Optimizing a PPG-based heart rate estimation model using neural architecture search reduced parameters by 75 times and improved the mean absolute error from 7.65 BPM to 6.02 BPM.
Does NAS-PPG improve the accuracy of heart rate estimation from PPG during exercise compared to previous models?
A neural architecture search-optimized deep learning model significantly improves heart rate estimation accuracy from PPG data while drastically reducing model size.

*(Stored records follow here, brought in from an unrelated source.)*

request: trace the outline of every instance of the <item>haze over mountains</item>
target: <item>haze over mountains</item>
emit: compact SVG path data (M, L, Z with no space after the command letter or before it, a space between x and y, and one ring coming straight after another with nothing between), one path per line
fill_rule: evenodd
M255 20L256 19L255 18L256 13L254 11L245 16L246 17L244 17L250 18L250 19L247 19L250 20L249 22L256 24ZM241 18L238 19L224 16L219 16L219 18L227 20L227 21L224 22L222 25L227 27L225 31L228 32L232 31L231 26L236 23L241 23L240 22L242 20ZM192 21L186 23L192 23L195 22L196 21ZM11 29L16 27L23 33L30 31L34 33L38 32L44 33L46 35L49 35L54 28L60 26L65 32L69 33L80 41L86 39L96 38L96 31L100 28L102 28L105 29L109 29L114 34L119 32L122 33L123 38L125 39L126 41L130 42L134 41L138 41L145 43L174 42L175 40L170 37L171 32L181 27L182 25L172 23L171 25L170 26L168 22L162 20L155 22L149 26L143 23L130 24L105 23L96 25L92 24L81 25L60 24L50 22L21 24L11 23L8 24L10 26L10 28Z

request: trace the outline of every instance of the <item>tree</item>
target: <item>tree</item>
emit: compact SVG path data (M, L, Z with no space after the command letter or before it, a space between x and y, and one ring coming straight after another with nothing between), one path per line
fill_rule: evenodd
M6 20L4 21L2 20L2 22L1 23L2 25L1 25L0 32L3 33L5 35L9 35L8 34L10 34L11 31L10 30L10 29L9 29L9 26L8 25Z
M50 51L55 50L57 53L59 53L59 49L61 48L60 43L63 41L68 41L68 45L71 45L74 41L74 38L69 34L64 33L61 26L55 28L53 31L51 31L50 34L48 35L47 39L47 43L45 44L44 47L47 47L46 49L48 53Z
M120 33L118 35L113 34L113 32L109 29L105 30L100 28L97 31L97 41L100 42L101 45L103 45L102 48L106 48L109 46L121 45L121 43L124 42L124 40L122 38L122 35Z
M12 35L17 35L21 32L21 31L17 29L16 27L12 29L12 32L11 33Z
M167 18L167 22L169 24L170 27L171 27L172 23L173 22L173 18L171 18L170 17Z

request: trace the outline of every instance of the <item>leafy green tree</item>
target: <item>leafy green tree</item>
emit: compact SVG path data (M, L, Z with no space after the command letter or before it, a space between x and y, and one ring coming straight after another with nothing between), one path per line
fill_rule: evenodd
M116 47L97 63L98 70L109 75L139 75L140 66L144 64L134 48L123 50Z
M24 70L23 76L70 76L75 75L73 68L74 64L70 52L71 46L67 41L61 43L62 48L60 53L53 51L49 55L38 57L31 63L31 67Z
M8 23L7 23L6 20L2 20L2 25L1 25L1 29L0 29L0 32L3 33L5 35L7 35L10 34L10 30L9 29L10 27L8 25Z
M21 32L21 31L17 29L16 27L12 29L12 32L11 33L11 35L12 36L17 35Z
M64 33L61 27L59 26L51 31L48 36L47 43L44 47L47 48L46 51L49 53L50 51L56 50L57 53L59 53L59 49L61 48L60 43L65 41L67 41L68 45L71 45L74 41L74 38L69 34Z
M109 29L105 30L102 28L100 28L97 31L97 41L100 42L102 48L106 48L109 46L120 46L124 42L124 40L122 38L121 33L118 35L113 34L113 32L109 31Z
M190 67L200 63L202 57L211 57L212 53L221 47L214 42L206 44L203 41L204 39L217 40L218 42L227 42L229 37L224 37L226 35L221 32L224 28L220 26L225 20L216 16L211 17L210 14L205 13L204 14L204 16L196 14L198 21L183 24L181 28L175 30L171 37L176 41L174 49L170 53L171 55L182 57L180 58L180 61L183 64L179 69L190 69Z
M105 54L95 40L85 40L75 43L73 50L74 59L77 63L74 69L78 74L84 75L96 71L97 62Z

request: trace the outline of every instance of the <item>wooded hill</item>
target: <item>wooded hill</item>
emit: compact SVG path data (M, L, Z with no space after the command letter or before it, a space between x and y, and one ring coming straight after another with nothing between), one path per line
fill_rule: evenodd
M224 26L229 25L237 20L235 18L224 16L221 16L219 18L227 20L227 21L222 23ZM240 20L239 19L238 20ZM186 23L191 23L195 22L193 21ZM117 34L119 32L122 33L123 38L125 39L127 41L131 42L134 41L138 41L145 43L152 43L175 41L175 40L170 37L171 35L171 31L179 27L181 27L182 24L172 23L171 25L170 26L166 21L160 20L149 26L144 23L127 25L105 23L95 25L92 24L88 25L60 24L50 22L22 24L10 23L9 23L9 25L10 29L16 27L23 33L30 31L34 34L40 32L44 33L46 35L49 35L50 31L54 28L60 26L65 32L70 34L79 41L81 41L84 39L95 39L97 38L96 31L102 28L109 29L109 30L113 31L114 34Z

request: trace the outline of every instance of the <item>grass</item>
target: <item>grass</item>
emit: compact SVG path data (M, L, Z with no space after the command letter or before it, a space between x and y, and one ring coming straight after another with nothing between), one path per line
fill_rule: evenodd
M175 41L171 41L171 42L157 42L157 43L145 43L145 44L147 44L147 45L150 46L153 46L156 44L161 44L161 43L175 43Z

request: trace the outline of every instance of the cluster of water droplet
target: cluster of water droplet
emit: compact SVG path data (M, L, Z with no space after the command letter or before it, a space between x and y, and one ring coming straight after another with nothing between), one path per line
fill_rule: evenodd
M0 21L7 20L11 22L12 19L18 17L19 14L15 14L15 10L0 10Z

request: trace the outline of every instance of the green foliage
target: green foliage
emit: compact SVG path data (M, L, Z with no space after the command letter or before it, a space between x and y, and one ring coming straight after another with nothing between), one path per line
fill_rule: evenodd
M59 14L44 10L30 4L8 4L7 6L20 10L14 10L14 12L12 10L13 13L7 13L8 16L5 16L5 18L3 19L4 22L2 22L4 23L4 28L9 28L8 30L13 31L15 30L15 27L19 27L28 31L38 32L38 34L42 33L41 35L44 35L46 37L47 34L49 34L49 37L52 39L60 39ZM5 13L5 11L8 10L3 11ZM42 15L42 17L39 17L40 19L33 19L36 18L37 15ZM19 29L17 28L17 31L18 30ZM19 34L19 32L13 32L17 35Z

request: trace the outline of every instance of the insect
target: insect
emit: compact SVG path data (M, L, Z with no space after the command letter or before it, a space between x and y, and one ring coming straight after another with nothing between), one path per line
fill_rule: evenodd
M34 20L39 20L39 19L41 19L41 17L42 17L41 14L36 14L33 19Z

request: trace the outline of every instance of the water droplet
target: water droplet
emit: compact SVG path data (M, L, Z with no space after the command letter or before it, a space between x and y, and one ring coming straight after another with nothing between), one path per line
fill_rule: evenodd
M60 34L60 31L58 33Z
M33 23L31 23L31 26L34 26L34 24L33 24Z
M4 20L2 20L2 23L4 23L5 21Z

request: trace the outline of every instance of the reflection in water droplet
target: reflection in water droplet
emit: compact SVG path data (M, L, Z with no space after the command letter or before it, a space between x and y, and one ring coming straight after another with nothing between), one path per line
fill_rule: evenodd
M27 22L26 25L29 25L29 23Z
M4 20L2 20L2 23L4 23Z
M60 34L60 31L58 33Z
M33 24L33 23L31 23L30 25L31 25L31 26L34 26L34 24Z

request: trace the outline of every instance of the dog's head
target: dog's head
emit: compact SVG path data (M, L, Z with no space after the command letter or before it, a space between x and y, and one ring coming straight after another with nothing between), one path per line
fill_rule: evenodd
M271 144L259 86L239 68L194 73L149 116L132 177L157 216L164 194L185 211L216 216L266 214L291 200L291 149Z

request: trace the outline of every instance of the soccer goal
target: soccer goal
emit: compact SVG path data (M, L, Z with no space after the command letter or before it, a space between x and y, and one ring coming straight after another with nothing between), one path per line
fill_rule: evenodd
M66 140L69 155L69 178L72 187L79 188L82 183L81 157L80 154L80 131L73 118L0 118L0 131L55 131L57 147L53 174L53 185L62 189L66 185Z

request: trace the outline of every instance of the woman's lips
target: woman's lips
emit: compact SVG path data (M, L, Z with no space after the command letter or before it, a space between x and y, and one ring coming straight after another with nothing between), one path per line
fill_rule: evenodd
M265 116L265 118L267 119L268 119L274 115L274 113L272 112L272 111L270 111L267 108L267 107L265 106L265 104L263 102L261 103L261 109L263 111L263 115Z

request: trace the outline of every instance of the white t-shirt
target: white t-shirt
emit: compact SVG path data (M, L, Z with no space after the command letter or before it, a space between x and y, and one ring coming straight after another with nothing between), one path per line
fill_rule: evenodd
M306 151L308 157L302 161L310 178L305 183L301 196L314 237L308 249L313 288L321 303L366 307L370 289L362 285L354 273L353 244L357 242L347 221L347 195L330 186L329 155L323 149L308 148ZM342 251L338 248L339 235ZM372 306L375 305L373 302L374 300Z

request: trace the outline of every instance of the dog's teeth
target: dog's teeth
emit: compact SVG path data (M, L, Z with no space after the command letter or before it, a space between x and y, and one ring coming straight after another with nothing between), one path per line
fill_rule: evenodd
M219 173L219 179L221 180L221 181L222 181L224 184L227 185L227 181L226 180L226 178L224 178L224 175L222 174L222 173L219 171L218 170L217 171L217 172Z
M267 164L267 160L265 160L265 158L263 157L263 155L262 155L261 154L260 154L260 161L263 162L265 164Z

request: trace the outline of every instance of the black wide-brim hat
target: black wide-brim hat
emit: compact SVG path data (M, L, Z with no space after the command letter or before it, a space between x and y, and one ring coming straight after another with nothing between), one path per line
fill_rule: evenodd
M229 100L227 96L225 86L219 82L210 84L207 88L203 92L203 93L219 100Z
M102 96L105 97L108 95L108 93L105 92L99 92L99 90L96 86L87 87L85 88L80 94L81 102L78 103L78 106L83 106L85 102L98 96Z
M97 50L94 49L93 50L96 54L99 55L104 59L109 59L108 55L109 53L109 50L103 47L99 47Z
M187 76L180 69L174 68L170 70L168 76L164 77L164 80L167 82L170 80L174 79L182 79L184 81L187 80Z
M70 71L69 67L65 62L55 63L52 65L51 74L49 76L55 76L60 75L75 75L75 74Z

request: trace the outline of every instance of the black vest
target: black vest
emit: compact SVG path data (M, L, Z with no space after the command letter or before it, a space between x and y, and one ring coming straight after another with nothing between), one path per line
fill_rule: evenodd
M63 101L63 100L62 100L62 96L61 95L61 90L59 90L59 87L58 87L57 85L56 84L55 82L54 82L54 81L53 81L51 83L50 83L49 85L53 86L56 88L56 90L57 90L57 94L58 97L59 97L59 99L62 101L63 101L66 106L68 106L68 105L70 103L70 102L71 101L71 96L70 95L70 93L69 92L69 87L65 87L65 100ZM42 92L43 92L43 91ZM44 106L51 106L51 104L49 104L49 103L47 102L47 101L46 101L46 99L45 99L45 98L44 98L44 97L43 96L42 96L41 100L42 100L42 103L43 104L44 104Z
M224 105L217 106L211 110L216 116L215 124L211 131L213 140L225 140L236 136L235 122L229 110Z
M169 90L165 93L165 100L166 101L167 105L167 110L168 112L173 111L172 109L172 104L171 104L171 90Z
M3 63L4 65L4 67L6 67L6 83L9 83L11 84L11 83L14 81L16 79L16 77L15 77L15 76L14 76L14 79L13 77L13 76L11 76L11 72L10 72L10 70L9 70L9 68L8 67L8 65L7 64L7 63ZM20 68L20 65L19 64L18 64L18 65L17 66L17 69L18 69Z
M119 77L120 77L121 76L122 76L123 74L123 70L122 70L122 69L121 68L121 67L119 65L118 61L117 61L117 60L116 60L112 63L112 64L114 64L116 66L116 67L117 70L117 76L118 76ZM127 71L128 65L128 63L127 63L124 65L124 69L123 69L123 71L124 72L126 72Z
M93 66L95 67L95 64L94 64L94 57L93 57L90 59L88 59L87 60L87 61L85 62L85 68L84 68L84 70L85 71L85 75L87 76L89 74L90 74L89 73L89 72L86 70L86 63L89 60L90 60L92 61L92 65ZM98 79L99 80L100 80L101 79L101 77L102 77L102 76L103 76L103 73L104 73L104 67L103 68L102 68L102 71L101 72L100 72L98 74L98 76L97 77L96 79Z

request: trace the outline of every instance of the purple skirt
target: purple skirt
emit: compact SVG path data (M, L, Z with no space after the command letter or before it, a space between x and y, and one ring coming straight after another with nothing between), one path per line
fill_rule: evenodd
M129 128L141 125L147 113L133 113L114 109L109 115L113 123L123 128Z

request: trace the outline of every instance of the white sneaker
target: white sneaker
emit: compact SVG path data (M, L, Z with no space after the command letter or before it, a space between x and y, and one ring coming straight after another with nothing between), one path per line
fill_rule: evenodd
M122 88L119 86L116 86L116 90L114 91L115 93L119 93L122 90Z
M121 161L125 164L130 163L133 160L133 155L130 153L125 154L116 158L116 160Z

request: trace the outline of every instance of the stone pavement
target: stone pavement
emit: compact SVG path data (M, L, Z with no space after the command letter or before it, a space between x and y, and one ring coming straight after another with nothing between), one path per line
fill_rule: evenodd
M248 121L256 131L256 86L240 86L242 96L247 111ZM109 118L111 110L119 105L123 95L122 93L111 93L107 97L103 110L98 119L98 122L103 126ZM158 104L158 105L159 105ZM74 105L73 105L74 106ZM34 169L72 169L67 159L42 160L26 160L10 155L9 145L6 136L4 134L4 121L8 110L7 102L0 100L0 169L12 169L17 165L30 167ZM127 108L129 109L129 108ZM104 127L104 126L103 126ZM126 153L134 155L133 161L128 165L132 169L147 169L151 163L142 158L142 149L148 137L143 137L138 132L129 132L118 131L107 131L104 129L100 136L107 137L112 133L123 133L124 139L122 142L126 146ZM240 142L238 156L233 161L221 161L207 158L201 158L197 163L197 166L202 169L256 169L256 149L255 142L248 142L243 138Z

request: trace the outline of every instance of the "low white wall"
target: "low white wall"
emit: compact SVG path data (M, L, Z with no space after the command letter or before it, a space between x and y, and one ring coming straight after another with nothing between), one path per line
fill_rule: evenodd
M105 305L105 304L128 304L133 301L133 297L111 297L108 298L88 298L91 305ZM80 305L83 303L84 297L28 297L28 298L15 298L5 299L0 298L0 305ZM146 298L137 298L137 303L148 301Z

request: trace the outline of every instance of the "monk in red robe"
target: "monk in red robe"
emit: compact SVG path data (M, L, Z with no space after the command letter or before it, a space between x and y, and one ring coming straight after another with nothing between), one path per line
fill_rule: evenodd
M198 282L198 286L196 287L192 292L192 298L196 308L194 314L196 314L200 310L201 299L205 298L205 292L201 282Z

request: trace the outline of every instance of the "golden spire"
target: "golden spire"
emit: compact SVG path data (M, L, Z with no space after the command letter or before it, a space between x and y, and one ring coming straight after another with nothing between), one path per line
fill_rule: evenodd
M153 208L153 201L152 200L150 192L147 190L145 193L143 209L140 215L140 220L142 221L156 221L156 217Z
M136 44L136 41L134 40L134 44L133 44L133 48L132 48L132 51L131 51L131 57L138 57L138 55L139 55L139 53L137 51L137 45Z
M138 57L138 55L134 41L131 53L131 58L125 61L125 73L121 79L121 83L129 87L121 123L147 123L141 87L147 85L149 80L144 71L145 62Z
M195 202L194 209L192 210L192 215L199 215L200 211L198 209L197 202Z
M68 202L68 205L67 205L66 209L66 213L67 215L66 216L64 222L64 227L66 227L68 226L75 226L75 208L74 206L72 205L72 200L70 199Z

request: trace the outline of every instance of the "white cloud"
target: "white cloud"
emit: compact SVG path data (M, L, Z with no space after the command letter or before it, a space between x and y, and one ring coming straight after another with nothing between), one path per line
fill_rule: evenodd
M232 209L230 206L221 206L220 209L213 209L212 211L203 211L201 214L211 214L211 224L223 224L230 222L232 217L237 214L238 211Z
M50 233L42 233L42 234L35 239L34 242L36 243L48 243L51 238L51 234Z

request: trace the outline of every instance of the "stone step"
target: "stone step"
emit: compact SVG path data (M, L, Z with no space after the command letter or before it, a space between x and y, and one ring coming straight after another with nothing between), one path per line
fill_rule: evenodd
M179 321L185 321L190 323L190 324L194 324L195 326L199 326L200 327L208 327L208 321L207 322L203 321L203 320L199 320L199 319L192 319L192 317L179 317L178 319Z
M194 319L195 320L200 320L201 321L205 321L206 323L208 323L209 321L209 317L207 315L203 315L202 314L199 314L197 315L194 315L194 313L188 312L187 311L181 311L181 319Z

Absolute Event Rate: 6.02% vs 7.65%
It is common for people to use wristband-type electronic devices such as smartwatches for routine healthcare services. Among the healthcare services provided by smartwatches, the method of measuring the heart rate (HR) during exercise is non-invasive and uses a photoplethysmogram (PPG); however, the disadvantage is that it is vulnerable to the motion artifacts (MAs) of the user. A technique for removing an MA from a PPG by using an accelerometer was studied and recently many studies were conducted based on deep learning-based algorithms. In this study, various preprocessing techniques were compared, and optimal preprocessing parameters were determined, and an improvement in the performance was achieved by using a model tuning technique. In addition, the model was optimized with hyperparameter search and neural architecture search using Neural Network Intelligence developed by Microsoft. As a result, the parameter was reduced by 75 times as compared to previous works, and the mean absolute error (MAE) was improved by 26%, from 7.65 BPM to 6.02 BPM.
Song et al. (Tue,) conducted a other in Heart rate estimation during exercise. Neural architecture search and hyperparameter optimization for PPG-based HR estimation vs. Previous models was evaluated on Mean absolute error (MAE) in heart rate estimation. Optimizing a PPG-based heart rate estimation model using neural architecture search reduced parameters by 75 times and improved the mean absolute error from 7.65 BPM to 6.02 BPM.